Jorge Luis González Barro, panadero retornado bajo el Plan Vuelta a la Patria, murió tapiado tras el sismo registrado en el estado La Guaira.
La comunidad de la Villa del Rosario dio el último adiós a Jorge Luis González Barro, de 38 años. El ciudadano es una de las víctimas fatales del doble sismo que sacudió el territorio nacional el pasado miércoles 24 de junio. El trágico suceso ocurrió pocas horas después de que el hombre regresara al país.
El retorno y la tragedia
González Barro, quien se desempeñaba como panadero, formaba parte de un grupo de más de 145 venezolanos deportados desde Estados Unidos. Los ciudadanos habían arribado al país recientemente bajo los lineamientos del Plan Nacional Vuelta a la Patria. Tras completar los trámites de identificación y el protocolo migratorio correspondiente, las autoridades trasladaron al grupo hacia el estado La Guaira para su ubicación temporal.

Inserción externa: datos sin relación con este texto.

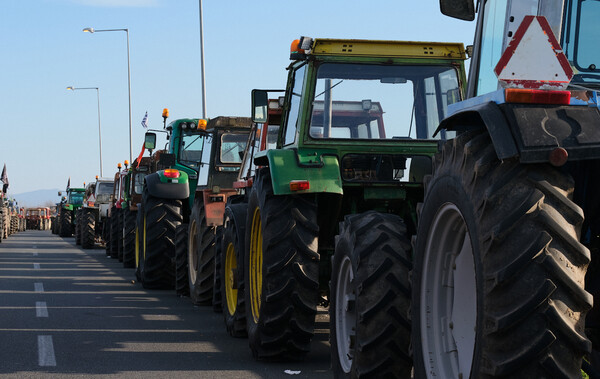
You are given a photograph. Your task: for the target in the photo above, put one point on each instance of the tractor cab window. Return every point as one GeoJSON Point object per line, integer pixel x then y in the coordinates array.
{"type": "Point", "coordinates": [362, 101]}
{"type": "Point", "coordinates": [103, 192]}
{"type": "Point", "coordinates": [138, 186]}
{"type": "Point", "coordinates": [190, 151]}
{"type": "Point", "coordinates": [76, 198]}
{"type": "Point", "coordinates": [294, 112]}
{"type": "Point", "coordinates": [232, 147]}
{"type": "Point", "coordinates": [580, 41]}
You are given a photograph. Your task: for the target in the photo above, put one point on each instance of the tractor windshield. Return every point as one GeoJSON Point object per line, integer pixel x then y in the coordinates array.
{"type": "Point", "coordinates": [362, 101]}
{"type": "Point", "coordinates": [103, 192]}
{"type": "Point", "coordinates": [580, 40]}
{"type": "Point", "coordinates": [190, 152]}
{"type": "Point", "coordinates": [76, 198]}
{"type": "Point", "coordinates": [232, 147]}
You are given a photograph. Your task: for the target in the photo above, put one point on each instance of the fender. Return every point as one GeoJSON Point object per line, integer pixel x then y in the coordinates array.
{"type": "Point", "coordinates": [165, 188]}
{"type": "Point", "coordinates": [491, 116]}
{"type": "Point", "coordinates": [214, 205]}
{"type": "Point", "coordinates": [530, 132]}
{"type": "Point", "coordinates": [239, 212]}
{"type": "Point", "coordinates": [321, 171]}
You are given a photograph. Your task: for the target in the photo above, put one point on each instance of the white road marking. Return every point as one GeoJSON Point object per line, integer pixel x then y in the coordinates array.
{"type": "Point", "coordinates": [40, 309]}
{"type": "Point", "coordinates": [46, 351]}
{"type": "Point", "coordinates": [38, 287]}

El destino asignado fue el Hotel Santuario, establecimiento donde el zuliano se hospedaba al momento del siniestro. Durante el movimiento telúrico, la estructura del inmueble sufrió graves daños, provocando un colapso que dejó al hombre tapiado bajo los escombros. Los esfuerzos por salvar su vida resultaron infructuosos debido a la severidad del impacto y al colapso de los elementos de soporte del edificio.
Confirmación de las autoridades
La noticia del deceso se difundió inicialmente a través de la cuenta de Instagram de la periodista Leonor Argüelles. Posteriormente, el dirigente local Roberto Palmar confirmó el fallecimiento y el posterior sepelio del panadero. Palmar estuvo presente durante los actos fúnebres en la Villa del Rosario y ofreció detalles sobre la situación de vulnerabilidad en la que queda el núcleo familiar.
El fallecido residía en el sector La Cueva 2 de la localidad perijanera. Con su deceso, tres hijos quedan en situación de orfandad, lo que ha generado consternación entre los habitantes de la zona, quienes recuerdan a González Barro como un hombre trabajador que buscaba un mejor futuro.
Exigencia de los familiares
Los allegados de la víctima y líderes comunitarios de la Villa del Rosario han manifestado la necesidad de que las autoridades evalúen las condiciones de las instalaciones utilizadas para albergar a los ciudadanos repatriados. El caso ha encendido las alarmas sobre los protocolos de seguridad estructural en las zonas vulnerables ante eventos sísmicos. La comunidad espera que se brinde el apoyo institucional necesario a los tres menores de edad huérfanos.